Using an existing JupyterLite deployment#

If this is the first time you hear about JupyterLite, you might want to first try it out.

How is JupyterLite different than JupyterLab?#

If you’re using a JupyterLite site, there isn’t much to know. It works like a regular, server-backed JupyterLab site, except:

  • The list of kernels, usually visible from the Launcher as different Notebook flavors, will be different

  • Your data is written to in-browser storage

    • though you may be able to copy

  • None of your data leaves your browser unless…
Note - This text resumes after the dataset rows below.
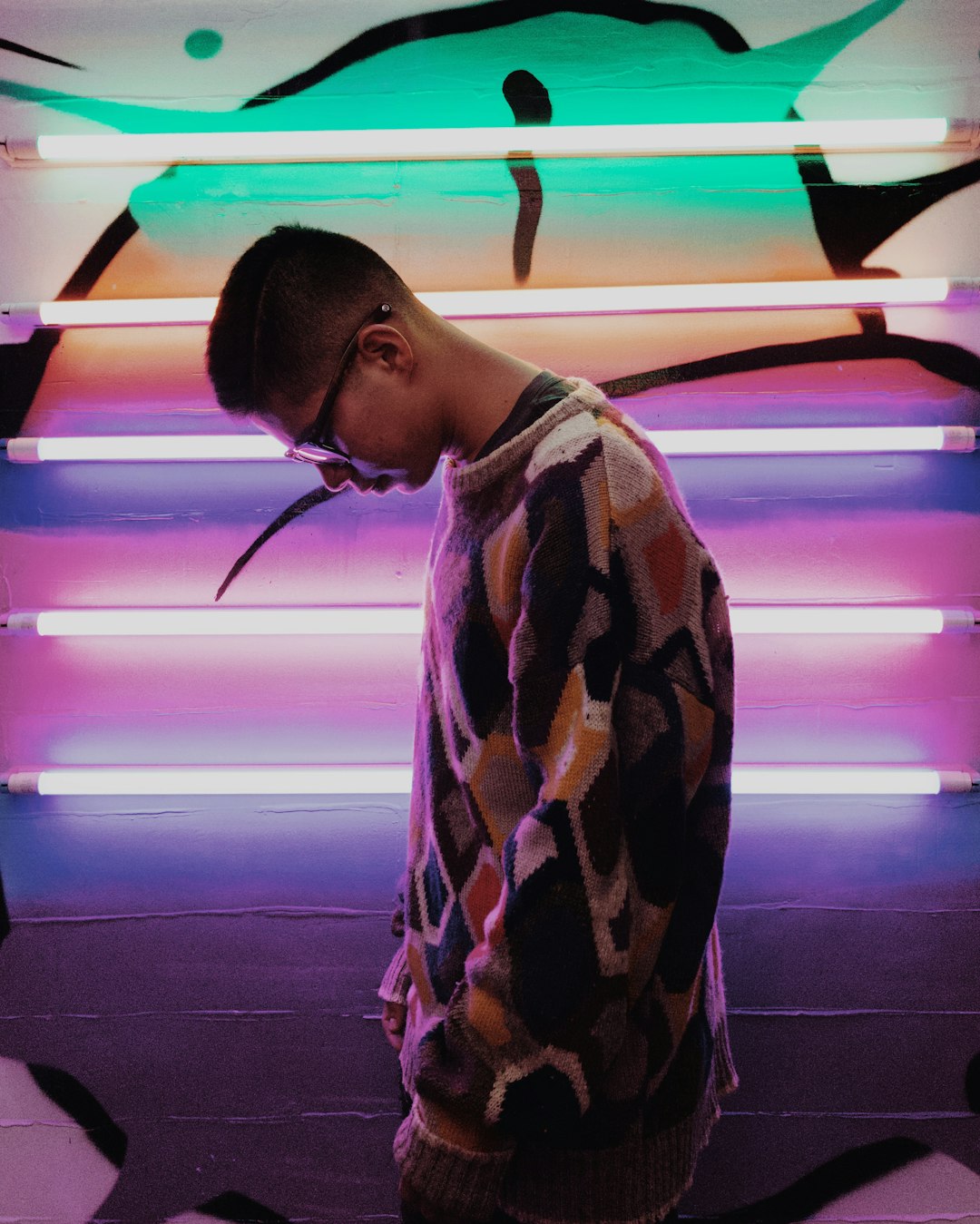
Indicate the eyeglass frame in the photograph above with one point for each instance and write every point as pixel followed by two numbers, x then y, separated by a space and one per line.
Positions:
pixel 315 435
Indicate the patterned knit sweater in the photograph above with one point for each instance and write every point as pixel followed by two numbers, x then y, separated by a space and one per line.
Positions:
pixel 566 834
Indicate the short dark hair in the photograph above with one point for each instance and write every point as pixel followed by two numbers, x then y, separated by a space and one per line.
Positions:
pixel 288 308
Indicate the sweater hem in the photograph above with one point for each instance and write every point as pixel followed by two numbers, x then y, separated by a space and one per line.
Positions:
pixel 617 1185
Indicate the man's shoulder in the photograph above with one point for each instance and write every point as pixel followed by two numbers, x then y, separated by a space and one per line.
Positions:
pixel 599 442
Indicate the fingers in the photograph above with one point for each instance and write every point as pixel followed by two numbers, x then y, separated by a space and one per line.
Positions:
pixel 393 1023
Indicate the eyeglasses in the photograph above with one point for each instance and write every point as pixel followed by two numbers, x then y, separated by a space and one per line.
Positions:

    • Extensions are installed and enabled, and send data to external services

    • Your Notebooks include code that uses the browser’s fetch mechanism

Using JupyterLite#

Using JupyterLite is simple: just visit the URL of a deployment in a web browser!

There are a couple of public-facing JupyterLite instances out there, with different sets of extensions, packages and content:

A deployment can have one or more applications available.



JupyterLab is the next-generation user interface for Project Jupyter offering all the familiar building blocks of the classic Jupyter Notebook (notebook, text editor, file browser, rich outputs, etc.) in a flexible and powerful user interface. JupyterLab will eventually replace the classic Jupyter Notebook.



RetroLab is a JupyterLab distribution with a retro look and feel, similar to the classic Jupyter Notebook.



The REPL application is a minimal UI based on the JupyterLab code console to easily execute code in the browser.



JupyterLite Kernels implement Jupyter Kernel Messaging in the browser with the help of mock-socket.

A Python kernel powered by Pyodide#

By default JupyterLite ships with a Python kernel called Pyolite.

Pyolite is built on top of pyodide, and includes piplite, a wrapper around micropip which supports customized wheels sources.


By default JupyterLite also ships with a simple JavaScript kernel that runs in an IFrame.